In [4]:
import tensorflow as tf
from tensorflow.keras import layers, models
from tensorflow.keras.applications import ResNet50
import os
import cv2
import struct
import numpy as np
from tensorflow.keras.preprocessing.image import img_to_array, load_img

In [7]:
dataset_dir = 'dataset/'

img_size = (224, 224)

In [19]:

def load_pose_txt(file_path):
    """Load pose from text file."""
    with open(file_path, 'r') as f:
        pose = [float(x) for x in f.readline().split()]
    return np.array(pose)

def load_depth_bin(file_path):
    """Load depth data from binary file, attempt to reshape, and resize to (224, 224)."""
    try:
        with open(file_path, 'rb') as f:
            buffer = f.read()
            print(f"File: {file_path}, Buffer size: {len(buffer)} bytes")

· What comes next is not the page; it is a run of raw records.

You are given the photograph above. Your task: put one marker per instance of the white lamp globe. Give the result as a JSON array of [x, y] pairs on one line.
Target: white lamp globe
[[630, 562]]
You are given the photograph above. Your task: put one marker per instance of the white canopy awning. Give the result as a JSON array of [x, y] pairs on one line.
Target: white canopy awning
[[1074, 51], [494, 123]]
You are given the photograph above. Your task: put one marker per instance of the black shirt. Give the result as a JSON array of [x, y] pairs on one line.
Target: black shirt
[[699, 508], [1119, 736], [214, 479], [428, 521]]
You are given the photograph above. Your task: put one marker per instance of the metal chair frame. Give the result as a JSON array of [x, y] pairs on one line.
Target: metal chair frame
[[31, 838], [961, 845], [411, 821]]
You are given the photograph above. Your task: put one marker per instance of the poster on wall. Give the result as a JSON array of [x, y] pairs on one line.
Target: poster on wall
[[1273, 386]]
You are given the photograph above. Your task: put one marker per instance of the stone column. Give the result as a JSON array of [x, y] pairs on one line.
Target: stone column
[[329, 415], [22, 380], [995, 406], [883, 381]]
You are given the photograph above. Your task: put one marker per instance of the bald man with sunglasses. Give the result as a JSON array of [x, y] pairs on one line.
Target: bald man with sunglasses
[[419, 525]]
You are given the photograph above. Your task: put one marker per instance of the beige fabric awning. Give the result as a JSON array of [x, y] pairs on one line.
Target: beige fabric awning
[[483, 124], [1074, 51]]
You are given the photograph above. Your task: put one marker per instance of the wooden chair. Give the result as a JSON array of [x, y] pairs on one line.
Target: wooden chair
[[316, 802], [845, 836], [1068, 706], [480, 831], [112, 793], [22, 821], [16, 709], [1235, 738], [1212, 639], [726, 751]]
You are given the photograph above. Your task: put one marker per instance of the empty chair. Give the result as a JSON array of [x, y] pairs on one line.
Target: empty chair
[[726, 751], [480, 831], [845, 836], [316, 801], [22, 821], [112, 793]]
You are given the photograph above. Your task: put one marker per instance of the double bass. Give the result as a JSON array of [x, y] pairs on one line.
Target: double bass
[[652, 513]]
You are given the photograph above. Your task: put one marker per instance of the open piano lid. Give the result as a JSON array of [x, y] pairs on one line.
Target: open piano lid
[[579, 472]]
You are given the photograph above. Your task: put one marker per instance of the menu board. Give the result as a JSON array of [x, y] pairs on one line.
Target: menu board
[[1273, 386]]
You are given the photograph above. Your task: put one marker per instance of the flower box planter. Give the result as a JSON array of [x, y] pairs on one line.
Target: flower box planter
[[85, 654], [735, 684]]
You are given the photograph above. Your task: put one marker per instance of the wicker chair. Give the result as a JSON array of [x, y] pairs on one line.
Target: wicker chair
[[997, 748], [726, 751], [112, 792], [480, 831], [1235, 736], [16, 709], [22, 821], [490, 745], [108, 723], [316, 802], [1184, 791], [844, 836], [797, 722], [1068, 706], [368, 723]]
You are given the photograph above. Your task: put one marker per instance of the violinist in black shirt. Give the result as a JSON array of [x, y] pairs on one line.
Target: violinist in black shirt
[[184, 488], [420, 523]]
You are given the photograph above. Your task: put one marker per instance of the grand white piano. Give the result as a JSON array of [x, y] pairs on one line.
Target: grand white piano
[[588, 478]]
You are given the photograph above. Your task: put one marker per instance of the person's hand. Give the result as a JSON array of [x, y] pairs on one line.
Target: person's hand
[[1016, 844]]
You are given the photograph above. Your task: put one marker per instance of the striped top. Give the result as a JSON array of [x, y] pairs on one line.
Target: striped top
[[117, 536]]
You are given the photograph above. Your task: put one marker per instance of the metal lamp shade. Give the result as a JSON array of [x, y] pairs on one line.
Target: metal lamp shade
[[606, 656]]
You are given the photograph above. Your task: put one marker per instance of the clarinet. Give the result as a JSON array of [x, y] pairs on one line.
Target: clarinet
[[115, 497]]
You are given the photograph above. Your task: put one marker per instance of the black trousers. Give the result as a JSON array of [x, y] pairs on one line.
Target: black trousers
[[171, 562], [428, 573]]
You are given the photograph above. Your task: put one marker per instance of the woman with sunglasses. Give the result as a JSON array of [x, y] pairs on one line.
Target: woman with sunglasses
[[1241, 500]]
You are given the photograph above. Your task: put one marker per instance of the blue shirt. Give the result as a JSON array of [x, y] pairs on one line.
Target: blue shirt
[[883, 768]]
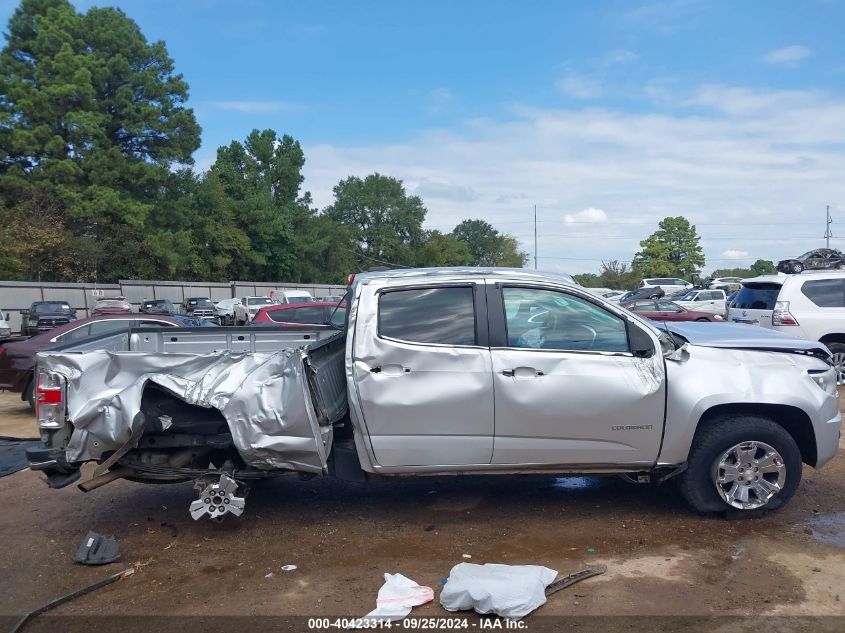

            # Try interpreting the buffer as float32 data
            try:
                depth_data = np.frombuffer(buffer, dtype=np.float32)
                print(f"Loaded data as float32 with length: {len(depth_data)}")
            except ValueError:
                print(f"Could not interpret {file_path} as float32.")
                return None

            # Attempt to reshape the data to its likely original dimensions
            possible_shapes = [(224, 224), (640, 480)]  # Add possible dimensions here
            for shape in possible_shapes:
                if depth_data.size == np.prod(shape):
                    depth_img = depth_data.reshape(shape)
                    print(f"Successfully reshaped to {shape}")
                    # Resize the depth image to the target shape (224, 224)
                    depth_img_resized = cv2.resize(depth_img, (224, 224))
                    return depth_img_resized

            print(f"Could not reshape depth data: Could not reshape array of size {depth_data.size} into known shapes")
            return None  # Skip this file

    except Exception as e:
        print(f"Error loading depth data from {file_path}: {e}")
        return None

def preprocess_biwi_dataset(dataset_dir):
    """Traverse the BIWI dataset directory and preprocess the images and depth maps."""
    rgb_images = []
    depth_images = []
    poses = []
    masks = []
    
    sub_dirs = ['faces_0', 'db_annotations', 'head_pose_marks']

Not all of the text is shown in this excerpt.